Untuk membahas isu tersebut, forum ini menghadirkan sejumlah narasumber dari kalangan akademisi dan masyarakat sipil, yakni Direktur Imparsial Ardi Manto Adiputra, Wakil Dekan Bidang Akademik Fakultas Hukum Universitas Brawijaya Milda Istiqomah, serta dosen Ilmu Politik Fakultas Hukum Universitas Brawijaya Arief Setiawan. Ketiganya membahas berbagai perspektif terkait dampak kebijakan tersebut terhadap demokrasi, perlindungan HAM, serta prinsip negara hukum di Indonesia.

Dalam diskusi tersebut, pelibatan TNI dalam penanganan terorisme merupakan isu kompleks yang melibatkan aspek hukum, keamanan nasional, dan demokrasi. Meskipun secara hukum pelibatan tersebut dimungkinkan, implementasinya harus diatur secara hati-hati agar tidak menimbulkan konflik kewenangan antar lembaga, pelanggaran hak asasi manusia, kemunduran dalam reformasi sektor keamanan.

Wakil Dekan Bidang Akademik FH UB, Milda Istiqomah, menegaskan bahwa secara hukum pelibatan TNI dalam penanggulangan terorisme sebenarnya telah diatur dalam Undang-Undang Nomor 5 Tahun 2018 tentang Pemberantasan Tindak Pidana Terorisme. Namun, persoalan muncul ketika rancangan peraturan presiden mencoba mengatur lebih rinci peran militer dalam berbagai tahap penanganan terorisme.

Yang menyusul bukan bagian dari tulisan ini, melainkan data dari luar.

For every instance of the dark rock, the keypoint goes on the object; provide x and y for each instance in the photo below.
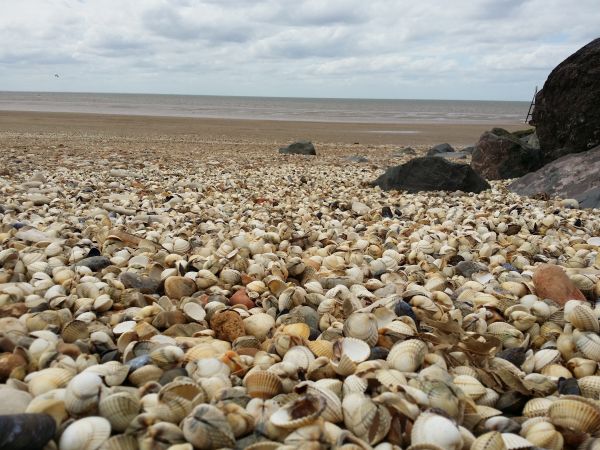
(431, 174)
(440, 148)
(386, 212)
(571, 176)
(566, 113)
(356, 158)
(94, 263)
(299, 148)
(499, 155)
(145, 285)
(453, 155)
(407, 151)
(26, 431)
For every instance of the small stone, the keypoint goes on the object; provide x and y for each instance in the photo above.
(227, 325)
(145, 285)
(241, 298)
(178, 287)
(94, 263)
(552, 282)
(360, 208)
(468, 268)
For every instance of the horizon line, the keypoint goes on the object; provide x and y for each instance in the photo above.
(263, 96)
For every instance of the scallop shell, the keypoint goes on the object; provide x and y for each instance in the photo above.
(583, 318)
(300, 412)
(544, 435)
(207, 427)
(590, 386)
(575, 413)
(119, 409)
(355, 349)
(300, 356)
(362, 326)
(262, 384)
(537, 407)
(489, 441)
(88, 433)
(470, 386)
(407, 356)
(365, 418)
(446, 435)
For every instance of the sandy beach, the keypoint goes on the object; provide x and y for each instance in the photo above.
(164, 278)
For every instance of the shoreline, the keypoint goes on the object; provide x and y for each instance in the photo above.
(283, 131)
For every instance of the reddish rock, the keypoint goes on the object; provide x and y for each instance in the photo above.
(552, 282)
(178, 287)
(241, 298)
(227, 325)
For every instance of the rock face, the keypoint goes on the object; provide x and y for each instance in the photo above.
(299, 148)
(499, 155)
(552, 282)
(566, 114)
(440, 148)
(431, 174)
(572, 176)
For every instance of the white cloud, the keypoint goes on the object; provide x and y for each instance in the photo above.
(377, 48)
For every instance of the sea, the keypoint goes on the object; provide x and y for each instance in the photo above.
(271, 108)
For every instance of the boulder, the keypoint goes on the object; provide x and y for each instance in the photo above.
(500, 155)
(431, 174)
(573, 176)
(440, 148)
(566, 113)
(299, 148)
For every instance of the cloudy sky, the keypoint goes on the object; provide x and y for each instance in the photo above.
(448, 49)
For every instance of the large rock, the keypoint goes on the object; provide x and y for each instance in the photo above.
(572, 176)
(440, 148)
(299, 148)
(431, 174)
(566, 113)
(500, 155)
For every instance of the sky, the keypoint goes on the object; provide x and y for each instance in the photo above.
(417, 49)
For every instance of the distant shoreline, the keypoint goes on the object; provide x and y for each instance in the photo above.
(49, 124)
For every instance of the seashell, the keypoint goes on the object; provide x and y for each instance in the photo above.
(446, 435)
(321, 348)
(365, 418)
(88, 433)
(120, 409)
(262, 384)
(300, 412)
(470, 386)
(177, 398)
(407, 356)
(47, 379)
(26, 431)
(300, 356)
(489, 441)
(82, 393)
(588, 343)
(537, 407)
(544, 435)
(575, 413)
(583, 318)
(590, 386)
(361, 326)
(355, 349)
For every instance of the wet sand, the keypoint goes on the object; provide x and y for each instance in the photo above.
(246, 130)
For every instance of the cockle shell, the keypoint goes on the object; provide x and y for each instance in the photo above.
(407, 356)
(88, 433)
(207, 427)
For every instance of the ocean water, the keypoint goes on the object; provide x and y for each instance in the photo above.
(271, 108)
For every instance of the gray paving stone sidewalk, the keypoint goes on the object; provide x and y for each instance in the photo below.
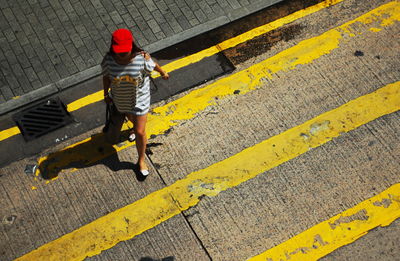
(49, 45)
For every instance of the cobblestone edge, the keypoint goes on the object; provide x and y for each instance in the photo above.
(92, 72)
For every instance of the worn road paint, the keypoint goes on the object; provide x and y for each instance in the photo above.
(175, 65)
(163, 118)
(159, 206)
(340, 230)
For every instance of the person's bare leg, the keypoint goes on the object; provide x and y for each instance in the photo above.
(139, 126)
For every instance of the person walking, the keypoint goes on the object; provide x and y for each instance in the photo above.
(126, 83)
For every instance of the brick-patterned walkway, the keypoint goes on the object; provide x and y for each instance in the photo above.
(43, 42)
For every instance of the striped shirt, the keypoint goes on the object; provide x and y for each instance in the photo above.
(130, 83)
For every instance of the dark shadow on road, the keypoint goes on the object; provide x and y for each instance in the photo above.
(92, 152)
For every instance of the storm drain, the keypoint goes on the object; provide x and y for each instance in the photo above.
(42, 118)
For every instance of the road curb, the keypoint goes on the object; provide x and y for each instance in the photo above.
(95, 71)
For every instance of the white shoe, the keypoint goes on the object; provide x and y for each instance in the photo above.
(145, 172)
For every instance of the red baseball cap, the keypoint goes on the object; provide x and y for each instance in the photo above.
(122, 41)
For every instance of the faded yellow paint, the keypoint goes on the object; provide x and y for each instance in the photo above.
(338, 231)
(5, 134)
(144, 214)
(169, 115)
(98, 96)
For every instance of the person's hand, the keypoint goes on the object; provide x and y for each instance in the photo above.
(146, 55)
(165, 75)
(107, 99)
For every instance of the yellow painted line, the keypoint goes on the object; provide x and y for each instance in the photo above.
(169, 115)
(248, 35)
(340, 230)
(5, 134)
(98, 96)
(159, 206)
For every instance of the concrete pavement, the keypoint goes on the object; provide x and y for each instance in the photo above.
(47, 46)
(296, 82)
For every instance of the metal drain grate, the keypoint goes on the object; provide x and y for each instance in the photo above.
(42, 118)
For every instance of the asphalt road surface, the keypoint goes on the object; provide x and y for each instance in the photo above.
(293, 155)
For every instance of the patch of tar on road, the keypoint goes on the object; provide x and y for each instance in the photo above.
(386, 202)
(199, 189)
(318, 242)
(263, 43)
(360, 215)
(9, 220)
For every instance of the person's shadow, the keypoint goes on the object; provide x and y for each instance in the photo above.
(92, 152)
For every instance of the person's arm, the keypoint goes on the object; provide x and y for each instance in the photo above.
(106, 88)
(163, 73)
(158, 68)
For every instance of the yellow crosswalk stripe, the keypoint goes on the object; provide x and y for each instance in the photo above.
(159, 206)
(98, 96)
(332, 234)
(250, 79)
(134, 219)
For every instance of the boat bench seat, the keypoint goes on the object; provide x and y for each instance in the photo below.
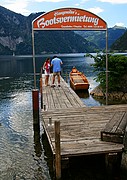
(78, 80)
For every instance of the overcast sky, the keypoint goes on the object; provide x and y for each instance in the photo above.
(114, 12)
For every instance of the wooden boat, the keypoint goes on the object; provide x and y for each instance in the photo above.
(78, 80)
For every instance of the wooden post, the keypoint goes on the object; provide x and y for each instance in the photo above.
(125, 140)
(44, 107)
(57, 150)
(66, 77)
(41, 92)
(35, 98)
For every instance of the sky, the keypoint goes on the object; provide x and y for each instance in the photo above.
(114, 12)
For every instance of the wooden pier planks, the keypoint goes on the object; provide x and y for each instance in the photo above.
(80, 131)
(80, 126)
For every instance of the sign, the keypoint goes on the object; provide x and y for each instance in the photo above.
(67, 19)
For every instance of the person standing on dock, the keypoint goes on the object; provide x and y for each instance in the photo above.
(56, 63)
(46, 68)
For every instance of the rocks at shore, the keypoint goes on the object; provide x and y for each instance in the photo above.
(99, 93)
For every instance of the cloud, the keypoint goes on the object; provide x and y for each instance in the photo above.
(114, 1)
(120, 24)
(50, 0)
(18, 6)
(95, 10)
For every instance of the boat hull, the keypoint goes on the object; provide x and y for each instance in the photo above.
(78, 80)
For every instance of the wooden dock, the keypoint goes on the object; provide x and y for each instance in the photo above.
(80, 126)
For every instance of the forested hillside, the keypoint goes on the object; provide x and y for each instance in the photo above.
(120, 44)
(16, 37)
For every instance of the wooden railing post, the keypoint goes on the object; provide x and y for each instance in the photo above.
(57, 150)
(35, 98)
(66, 77)
(41, 89)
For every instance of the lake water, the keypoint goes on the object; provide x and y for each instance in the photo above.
(22, 152)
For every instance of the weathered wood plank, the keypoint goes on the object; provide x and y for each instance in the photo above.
(80, 126)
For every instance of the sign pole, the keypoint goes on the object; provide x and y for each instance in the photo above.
(106, 67)
(34, 59)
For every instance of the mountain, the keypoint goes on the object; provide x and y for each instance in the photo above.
(99, 37)
(120, 44)
(16, 36)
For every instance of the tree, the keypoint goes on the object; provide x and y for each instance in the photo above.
(117, 67)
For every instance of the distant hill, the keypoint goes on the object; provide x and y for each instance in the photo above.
(15, 36)
(120, 44)
(99, 37)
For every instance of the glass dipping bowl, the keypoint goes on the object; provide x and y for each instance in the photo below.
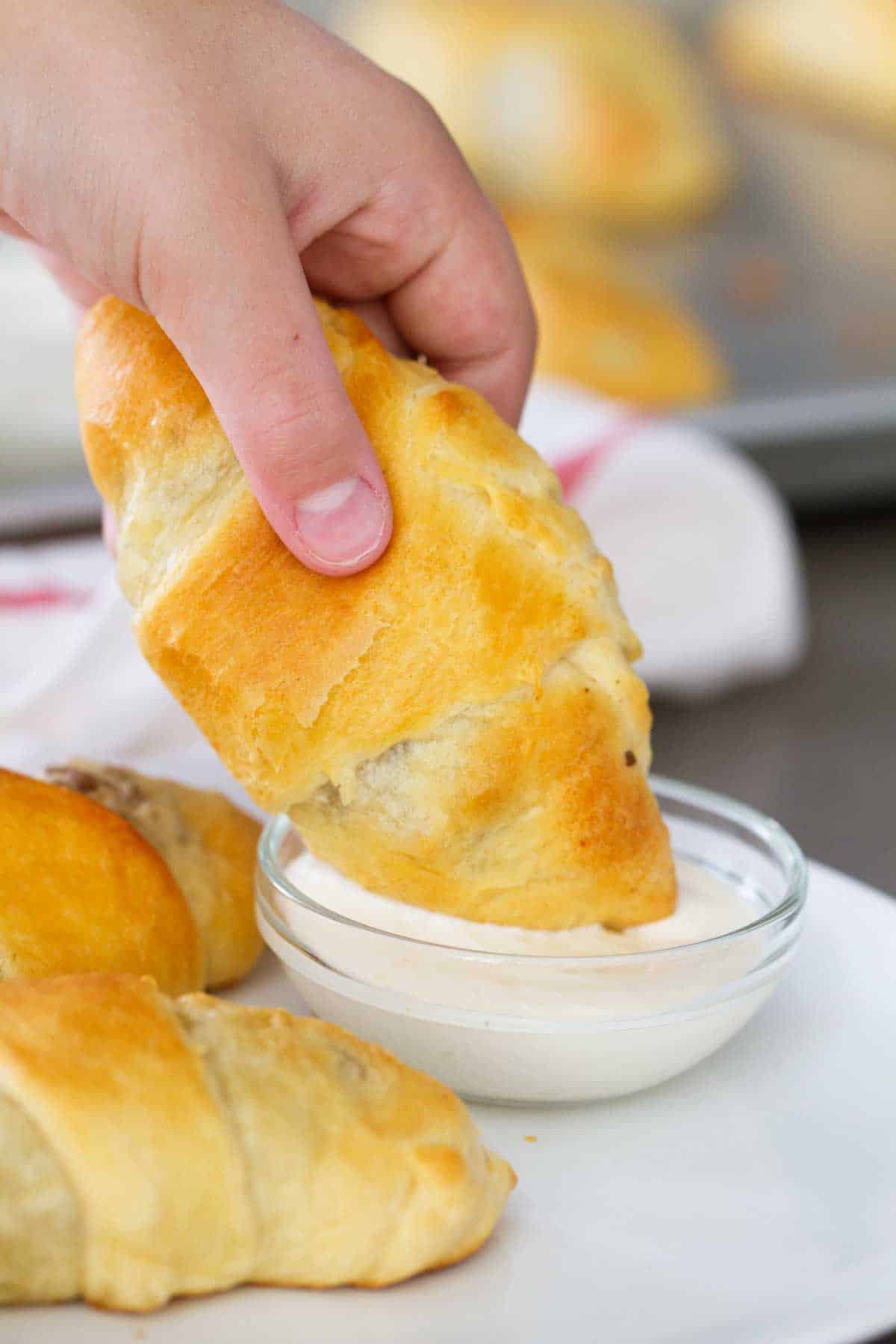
(550, 1030)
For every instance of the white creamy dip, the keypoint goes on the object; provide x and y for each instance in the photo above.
(524, 972)
(707, 909)
(532, 1016)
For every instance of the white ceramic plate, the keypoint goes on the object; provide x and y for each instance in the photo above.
(750, 1202)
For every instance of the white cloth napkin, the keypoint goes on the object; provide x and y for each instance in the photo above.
(700, 542)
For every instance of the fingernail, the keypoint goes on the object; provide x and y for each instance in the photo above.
(343, 523)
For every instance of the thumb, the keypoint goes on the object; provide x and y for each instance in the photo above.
(231, 295)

“Dalam Undang-Undang Anti Terorisme sebenarnya sudah ada pasal yang mengatur pelibatan TNI dalam operasi militer selain perang. Namun rancangan Perpres ini mengatur secara lebih detail hingga ke tahap penangkalan dan penindakan,” ujarnya.

Menurut Milda, kondisi tersebut berpotensi memunculkan tumpang tindih kewenangan dengan lembaga yang selama ini telah memiliki mandat utama dalam penanggulangan terorisme, seperti BNPT dan Densus 88. “Kami khawatir ketika TNI dilibatkan secara luas akan terjadi tumpang tindih kewenangan dengan institusi yang selama ini sudah memiliki peran dalam penanganan terorisme,” katanya.

Ia menekankan bahwa pelibatan militer seharusnya menjadi langkah terakhir dalam situasi luar biasa ketika aparat penegak hukum tidak lagi mampu menangani ancaman yang muncul. “Jika ancaman terhadap negara sangat besar dan polisi tidak mampu menangani sendiri, maka TNI bisa dilibatkan. Tetapi pengaturannya seharusnya berada di tingkat undang-undang, bukan hanya dalam Perpres,” ujarnya.

Ancaman terhadap Kebebasan Sipil

Direktur Imparsial Ardi Manto Adiputra menilai proses penyusunan RanPerpres tentang Pelibatan TNI dalam pemberantasan terorisme tersebut belum menunjukkan transparansi yang memadai. Ardi juga menyoroti beberapa ketentuan dalam rancangan tersebut yang dinilai terlalu luas dan berpotensi memberikan kewenangan besar kepada militer. Salah satu yang menjadi perhatian adalah definisi ancaman terhadap ideologi negara yang dinilai membuka ruang interpretasi yang sangat luas.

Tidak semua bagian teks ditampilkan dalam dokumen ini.